= Edward Pierrepont Beckwith =

Edward Pierrepont Beckwith (1877–1966) was an American engineer and scientist.

Beckwith was born in New York April 27, 1877, the son of Leonard Forbes and Margaretta Willoughby Pierrepont Beckwith.

He graduated from Massachusetts Institute of Technology (MIT) in 1901. He worked for General Electric, conducting some of the first experiments with tungsten as a filament for electric lamps. Additional experimentation included working on the purification of water, iron oxidation, and the use of mercury in silica tubes.

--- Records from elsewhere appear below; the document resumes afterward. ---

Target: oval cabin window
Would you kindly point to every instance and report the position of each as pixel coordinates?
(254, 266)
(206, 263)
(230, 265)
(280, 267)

Beckwith was an avid mountaineer and climbed the Swiss Alps and the Austrian Dolomites soon after graduation from university. He was elected a member of The Explorers Club in New York in 1930. After he retired, he participated as an observer, navigator, and photographer on scientific expeditions, including the Carnegie Institute's Mount McKinley Cosmic Ray Expedition in 1932, the Rainbow Bridge-Monument Valley Expedition of 1937 (which mapped 2000 square miles in southern Utah and northern Arizona), and the 1939-40 Fairchild Tropical Expedition in the Philippines and the Dutch East Indies aboard Cheng Ho.

Beckwith appeared in Who's Who of Engineering in 1922.

Beckwith died on July 5, 1966, at the age of 89, of a heart attack while driving his car alone.